Thursday, April 22, 2010

Maternity Clothes are Overrated...

...I want my sweats or yoga pants! I remember slipping on a pair of maternity pants for the first time towards the end of my first trimester. Ahh, they felt so good, I swore I would wear them beyond pregnancy. Why not? Who doesn't want to wear a cute pair of jean with no snaps or buttons?! Well, I've come to the decision that when this pregnancy is over, I will retire the maternity pants for the time being (I may still hold on to the tops). The end of the first trimester, and throughout the second trimester, maternity pants are great. But now that I am nearly in the last two months of pregnancy, all I want to wear is a pair os sweat pants or my favorite yoga capris. I am done with the thick 3in. elastic band around my waste that after sitting for awhile simply feels like it is adding so much more pressure to my abdomen (I don't need any more pressure). Plus, the wonderful stretch elastic that covers your whole belly...their convenient for hiding any exposed butt crack, but between that and an tank top (to help cover the ladies a little more in the work place) I get so over heated I end up wearing the elestaic around my waist anyway. Hmmm, I wonder what my boss would say if I alternated two pants everyday, one day sweats, one day yoga capris. Ahh, that sounds so welcoming!

Sunday, April 11, 2010

Child Birth Class...Check: Freaking My Husband Out...Double Check!

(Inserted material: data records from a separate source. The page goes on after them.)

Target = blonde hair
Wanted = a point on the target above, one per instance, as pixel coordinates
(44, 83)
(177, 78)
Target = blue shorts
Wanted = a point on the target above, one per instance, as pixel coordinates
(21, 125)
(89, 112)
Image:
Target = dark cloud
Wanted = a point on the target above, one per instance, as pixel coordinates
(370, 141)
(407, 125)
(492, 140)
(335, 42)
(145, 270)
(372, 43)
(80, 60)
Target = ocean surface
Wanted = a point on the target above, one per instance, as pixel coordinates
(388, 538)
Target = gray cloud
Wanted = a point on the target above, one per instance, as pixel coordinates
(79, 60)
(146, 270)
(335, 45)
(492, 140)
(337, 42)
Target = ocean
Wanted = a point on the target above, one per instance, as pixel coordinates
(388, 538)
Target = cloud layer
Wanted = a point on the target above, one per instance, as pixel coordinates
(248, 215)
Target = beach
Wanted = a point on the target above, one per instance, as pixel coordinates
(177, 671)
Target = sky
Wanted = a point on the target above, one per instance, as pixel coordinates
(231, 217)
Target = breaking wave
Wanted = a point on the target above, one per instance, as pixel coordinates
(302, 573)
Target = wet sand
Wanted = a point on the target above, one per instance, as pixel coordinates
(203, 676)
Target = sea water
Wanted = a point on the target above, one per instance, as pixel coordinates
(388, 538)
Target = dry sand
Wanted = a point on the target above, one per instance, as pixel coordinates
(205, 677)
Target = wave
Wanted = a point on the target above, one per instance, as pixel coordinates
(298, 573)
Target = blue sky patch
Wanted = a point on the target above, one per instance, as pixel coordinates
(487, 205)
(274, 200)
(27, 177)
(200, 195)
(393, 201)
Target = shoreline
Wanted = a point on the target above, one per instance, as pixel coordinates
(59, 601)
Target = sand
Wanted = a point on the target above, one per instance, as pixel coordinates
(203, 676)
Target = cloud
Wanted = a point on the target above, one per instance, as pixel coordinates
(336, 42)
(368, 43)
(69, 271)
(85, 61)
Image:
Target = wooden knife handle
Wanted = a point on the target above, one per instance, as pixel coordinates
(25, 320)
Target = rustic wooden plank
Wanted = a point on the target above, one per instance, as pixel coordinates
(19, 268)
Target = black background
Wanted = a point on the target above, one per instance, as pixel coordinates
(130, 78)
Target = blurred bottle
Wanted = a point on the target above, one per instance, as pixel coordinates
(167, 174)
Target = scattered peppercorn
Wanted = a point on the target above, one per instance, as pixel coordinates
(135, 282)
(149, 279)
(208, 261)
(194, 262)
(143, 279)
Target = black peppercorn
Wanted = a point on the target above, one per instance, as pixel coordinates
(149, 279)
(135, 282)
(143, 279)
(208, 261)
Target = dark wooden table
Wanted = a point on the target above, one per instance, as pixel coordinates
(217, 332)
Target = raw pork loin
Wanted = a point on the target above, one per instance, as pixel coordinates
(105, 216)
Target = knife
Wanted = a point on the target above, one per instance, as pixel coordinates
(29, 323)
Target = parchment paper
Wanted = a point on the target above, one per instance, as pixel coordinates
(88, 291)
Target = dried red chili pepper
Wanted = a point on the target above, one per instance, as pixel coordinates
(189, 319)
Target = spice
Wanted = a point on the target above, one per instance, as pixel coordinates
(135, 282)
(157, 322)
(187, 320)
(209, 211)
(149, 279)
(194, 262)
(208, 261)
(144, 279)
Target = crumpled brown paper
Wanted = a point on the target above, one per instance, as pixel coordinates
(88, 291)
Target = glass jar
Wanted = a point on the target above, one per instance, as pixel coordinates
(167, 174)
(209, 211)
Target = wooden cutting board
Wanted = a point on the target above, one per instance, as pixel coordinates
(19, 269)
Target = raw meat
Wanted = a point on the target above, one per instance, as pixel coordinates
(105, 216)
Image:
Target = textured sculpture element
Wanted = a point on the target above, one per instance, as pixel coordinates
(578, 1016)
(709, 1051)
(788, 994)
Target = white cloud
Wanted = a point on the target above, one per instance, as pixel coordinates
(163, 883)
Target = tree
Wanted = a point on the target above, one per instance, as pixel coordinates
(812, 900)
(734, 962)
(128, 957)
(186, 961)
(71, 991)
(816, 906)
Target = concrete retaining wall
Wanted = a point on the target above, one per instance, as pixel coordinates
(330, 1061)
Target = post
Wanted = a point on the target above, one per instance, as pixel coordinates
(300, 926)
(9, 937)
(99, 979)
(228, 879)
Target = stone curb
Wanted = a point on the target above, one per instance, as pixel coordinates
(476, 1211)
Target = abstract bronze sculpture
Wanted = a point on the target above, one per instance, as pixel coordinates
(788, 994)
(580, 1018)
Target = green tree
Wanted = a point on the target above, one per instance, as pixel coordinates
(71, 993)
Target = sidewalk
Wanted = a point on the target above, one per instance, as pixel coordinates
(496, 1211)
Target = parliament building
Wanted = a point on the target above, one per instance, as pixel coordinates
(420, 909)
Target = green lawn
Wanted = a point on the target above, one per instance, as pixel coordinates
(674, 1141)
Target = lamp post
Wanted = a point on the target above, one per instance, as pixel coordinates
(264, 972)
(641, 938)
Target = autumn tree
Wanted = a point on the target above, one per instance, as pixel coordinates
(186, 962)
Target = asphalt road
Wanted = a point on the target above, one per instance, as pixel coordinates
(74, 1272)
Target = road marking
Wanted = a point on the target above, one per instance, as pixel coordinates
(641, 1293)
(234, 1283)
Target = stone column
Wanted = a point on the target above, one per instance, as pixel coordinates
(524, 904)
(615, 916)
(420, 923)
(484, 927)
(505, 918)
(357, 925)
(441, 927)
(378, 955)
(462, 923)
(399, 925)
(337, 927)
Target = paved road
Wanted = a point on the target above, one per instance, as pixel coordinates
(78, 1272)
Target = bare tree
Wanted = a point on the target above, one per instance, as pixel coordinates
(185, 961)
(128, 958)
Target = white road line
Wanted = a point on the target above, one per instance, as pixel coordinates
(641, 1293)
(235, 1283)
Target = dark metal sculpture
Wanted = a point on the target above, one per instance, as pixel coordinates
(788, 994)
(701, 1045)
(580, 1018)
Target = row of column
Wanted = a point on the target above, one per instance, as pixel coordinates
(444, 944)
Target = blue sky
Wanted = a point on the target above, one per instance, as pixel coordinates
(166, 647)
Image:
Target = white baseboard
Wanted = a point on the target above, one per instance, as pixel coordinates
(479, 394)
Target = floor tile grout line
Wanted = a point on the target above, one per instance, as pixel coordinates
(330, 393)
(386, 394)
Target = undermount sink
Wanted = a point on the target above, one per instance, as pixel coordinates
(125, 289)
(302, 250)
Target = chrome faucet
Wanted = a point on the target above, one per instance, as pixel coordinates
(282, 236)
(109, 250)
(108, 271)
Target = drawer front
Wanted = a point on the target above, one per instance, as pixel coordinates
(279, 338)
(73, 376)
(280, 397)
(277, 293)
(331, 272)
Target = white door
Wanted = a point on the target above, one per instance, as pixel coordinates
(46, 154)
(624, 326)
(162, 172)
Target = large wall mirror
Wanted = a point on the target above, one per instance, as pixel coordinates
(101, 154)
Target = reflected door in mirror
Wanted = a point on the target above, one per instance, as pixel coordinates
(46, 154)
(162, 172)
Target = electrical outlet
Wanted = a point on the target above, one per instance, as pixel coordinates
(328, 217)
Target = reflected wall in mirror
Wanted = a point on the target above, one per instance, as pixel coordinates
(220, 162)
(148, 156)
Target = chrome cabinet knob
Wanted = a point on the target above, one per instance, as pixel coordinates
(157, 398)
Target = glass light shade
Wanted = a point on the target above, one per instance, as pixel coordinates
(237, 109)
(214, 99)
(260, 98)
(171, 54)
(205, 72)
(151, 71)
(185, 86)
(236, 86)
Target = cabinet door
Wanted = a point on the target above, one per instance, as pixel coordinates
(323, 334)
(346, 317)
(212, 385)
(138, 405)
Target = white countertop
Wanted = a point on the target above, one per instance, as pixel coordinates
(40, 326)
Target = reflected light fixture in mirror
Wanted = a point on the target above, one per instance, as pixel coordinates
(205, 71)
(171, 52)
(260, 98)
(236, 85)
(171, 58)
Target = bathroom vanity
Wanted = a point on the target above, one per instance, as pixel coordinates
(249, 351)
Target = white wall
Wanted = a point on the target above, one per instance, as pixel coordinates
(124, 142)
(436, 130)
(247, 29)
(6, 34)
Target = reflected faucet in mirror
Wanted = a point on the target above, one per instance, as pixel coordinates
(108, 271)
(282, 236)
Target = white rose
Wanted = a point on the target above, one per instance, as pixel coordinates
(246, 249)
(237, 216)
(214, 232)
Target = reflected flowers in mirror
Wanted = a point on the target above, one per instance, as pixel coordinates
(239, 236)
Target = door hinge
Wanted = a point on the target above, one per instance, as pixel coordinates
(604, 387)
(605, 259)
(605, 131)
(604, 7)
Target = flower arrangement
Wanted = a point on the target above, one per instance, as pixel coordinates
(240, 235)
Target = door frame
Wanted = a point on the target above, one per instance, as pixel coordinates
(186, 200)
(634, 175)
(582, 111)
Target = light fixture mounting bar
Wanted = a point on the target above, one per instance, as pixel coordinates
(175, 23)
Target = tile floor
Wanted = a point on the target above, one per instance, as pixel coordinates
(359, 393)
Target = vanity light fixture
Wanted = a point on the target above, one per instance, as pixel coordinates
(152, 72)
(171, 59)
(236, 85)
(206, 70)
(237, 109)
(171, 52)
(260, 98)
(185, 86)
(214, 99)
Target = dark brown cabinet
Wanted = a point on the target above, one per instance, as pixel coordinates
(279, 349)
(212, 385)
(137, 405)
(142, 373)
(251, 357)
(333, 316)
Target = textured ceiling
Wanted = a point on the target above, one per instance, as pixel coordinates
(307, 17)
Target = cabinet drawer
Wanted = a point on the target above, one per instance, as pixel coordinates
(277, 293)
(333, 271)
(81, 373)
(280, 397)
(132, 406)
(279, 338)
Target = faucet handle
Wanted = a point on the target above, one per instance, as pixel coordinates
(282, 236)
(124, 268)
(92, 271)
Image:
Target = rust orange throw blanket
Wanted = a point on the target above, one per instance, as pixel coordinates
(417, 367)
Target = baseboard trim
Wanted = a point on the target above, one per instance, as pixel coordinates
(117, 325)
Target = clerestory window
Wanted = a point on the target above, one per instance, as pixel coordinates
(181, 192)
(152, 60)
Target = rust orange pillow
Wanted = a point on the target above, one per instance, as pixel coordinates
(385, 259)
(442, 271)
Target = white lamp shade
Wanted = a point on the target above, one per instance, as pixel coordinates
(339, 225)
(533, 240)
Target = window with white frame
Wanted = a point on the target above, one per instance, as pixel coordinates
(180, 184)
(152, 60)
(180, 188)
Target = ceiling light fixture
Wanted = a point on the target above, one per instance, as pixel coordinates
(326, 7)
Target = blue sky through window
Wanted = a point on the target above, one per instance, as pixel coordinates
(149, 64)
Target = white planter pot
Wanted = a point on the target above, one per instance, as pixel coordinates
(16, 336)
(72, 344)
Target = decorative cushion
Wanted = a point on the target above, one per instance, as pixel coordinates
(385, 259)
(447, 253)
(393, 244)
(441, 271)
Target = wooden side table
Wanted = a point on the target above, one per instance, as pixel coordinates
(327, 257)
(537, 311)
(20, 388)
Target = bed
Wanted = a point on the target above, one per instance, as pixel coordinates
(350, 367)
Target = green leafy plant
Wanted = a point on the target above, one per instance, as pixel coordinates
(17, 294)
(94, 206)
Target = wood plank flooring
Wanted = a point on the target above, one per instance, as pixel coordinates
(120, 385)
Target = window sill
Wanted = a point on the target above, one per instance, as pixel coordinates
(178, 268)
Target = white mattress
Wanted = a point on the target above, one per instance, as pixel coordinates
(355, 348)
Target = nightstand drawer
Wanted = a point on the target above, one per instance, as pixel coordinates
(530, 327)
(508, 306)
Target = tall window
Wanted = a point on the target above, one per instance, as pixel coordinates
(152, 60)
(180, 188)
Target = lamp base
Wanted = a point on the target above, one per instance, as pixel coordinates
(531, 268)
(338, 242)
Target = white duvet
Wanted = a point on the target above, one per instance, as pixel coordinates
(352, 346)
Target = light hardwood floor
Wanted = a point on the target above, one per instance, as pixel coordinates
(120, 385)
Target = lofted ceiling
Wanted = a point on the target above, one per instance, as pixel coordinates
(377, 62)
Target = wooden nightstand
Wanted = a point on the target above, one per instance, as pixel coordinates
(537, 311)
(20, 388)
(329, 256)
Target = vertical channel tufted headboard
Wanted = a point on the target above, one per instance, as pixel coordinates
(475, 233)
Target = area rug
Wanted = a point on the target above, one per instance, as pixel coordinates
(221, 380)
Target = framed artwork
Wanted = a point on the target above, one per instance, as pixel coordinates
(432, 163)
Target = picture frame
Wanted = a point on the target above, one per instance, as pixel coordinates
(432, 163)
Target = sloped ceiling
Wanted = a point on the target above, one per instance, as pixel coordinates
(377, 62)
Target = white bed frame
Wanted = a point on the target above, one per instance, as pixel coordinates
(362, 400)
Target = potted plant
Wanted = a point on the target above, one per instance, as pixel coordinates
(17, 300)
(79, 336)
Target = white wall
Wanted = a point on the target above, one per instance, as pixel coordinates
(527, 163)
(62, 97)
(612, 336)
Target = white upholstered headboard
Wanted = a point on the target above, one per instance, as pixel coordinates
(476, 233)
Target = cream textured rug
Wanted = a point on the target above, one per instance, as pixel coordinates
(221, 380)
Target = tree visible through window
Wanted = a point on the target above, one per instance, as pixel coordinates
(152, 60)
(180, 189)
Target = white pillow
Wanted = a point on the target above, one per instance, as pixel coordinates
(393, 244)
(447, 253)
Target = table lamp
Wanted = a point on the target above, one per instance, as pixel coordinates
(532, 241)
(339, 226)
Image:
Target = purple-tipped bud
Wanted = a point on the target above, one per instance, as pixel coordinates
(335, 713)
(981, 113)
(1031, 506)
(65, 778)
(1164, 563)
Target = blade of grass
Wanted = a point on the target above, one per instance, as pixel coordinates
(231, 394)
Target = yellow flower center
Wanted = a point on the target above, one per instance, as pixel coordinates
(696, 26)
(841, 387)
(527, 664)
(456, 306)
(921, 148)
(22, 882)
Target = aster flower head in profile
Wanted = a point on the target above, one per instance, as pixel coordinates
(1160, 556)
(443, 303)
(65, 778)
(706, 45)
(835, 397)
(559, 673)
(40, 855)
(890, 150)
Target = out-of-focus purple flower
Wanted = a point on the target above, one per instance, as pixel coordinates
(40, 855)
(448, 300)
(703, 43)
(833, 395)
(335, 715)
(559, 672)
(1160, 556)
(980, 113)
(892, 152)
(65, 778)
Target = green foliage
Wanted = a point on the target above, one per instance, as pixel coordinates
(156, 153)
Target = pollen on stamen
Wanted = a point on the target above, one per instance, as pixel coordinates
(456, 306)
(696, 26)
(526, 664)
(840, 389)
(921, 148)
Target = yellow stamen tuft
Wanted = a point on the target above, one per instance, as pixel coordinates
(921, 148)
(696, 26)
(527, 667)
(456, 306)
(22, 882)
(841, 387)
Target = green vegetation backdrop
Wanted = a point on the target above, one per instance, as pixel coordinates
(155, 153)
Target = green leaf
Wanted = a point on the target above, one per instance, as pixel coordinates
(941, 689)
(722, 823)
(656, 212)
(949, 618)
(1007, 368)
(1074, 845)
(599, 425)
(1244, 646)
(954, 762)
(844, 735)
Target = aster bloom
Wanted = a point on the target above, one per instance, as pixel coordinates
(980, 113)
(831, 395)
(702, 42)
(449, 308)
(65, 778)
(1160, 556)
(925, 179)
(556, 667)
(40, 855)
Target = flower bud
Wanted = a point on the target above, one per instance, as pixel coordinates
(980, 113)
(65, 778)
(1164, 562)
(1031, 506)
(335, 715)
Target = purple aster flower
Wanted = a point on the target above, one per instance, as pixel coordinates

Today we finished our child birthing class. I will have to admit, a weekend full (two very full days) of child birth, labor, pain, breathing, etc. made for a long weekend, but I think it benefited us in the end. The debate about going to a class started several weeks ago. I debated about going wondering' will this be helpful or a waste of time? Ultimately I felt we needed to go, if anything to ease a little anxiety of mine and to help educated my non-baby book reading husband. He debated about going strictly because all his buddies told him it was a waste of time. But he is a wonderful and supportive husband that gave up his weekend to sit and watch lots and lots of videos!
So the big question; was taking the child birth class really that beneficial...?
I would say yes...if anything else, it was worth seeing my husband's face and hearing a few choice words come from his mouth as we watch a live birth :)
Honestly though, I think it was nice to be able to go. The class helped ease some of my anxieties (may have produced a few more in my husband) and answered some of my questions that I had brewing. Yes, the first day was a littel intense withteh veiwing of the live birth and the lengthly discussion of the PAIN of child birth. Yet at the same time, it was presented so well, and I think I am ready for this whole labor thing...well, ask me in a couple of months. The first day also ended with a good hour of relaxation and massage. I sure am glad we took the course in one weekend, I would have hated to go home at night after a long discussion of labor, with no massage. Today forcused a little on medications and a lot on once baby arrives and the importance of breast feeding. I liked this, the focus shouldn't be on medications (which I am so not apposed to using), and should be on the health of the baby and the attachment that occurs just as soon as the baby is born. I am big on attachment so this was so great to hear. I just hope others in the class really take into account the importance of attachment. I don't want to see any of their babies come through my office.
Most importantly, the class reminded more and more of how awesome our God is! He created us, and created us to function perfectly, down to every last reflex that we're born with. So amazing.
Now I feel even more ready to meet this little one!

Friday, April 9, 2010

Childcare Woes...

I have purposely been putting off seeking the right childcare center. Actually, I haven't totally been putting it off, I have looked up locations, and a few weeks ago had actually called one place. It is on my list of things to do and I know I'd much rather do this while I have the energy, but it is also something I am dreading a slight bit. So today I called a few places to get some more info. Then I figured on my lunch break I'd go check the first place out, I was impressed a few weeks agon over the phone. They may be a little pricey, but the price you pay for child care ultimately shouldn't matter (at least that's what I think). I met with a few people, got more information, a registartion packet, a quick tour around the infant room, and even met three of the infant care takers. Everything was a positive experience. I was impressed by the cleanliness, the staff, and their philosophies behind child care (most particularly, infant care), but as I was nearing the door to leave I suddenly felt a wave of emotion come over me. My eyes started watering before I even got to my car! Never did the tears come, but the emotions were all there. Wow, and I haven't even had this baby yet! I can only imagine what that first day will be like when I drop them off...


I cannot complain though, this is not something I am forced in to. I have a very supportive husband who pretty much says it is up to me (about working versus not working), plus I have a job who is willing to be more than flexible (who else can work mostly from home with the exception of 2 days in the office?). But am I ready? What is the best choice? For baby? For me? For my husband (I have to think of him here too, because I will care emotions home which ever way I choose).


What it really comes down to...I'm scared. I'm scared of staying home 24/7 with a child. Those 2 days in the office could be my saving grace. But perhaps they might also be miserable. I am blessed to have options, other people don't always get to choose. I suppose either choice will be a good choice, as long as I continue to give it up to the Lord. Ahh...free will...hate it / love it!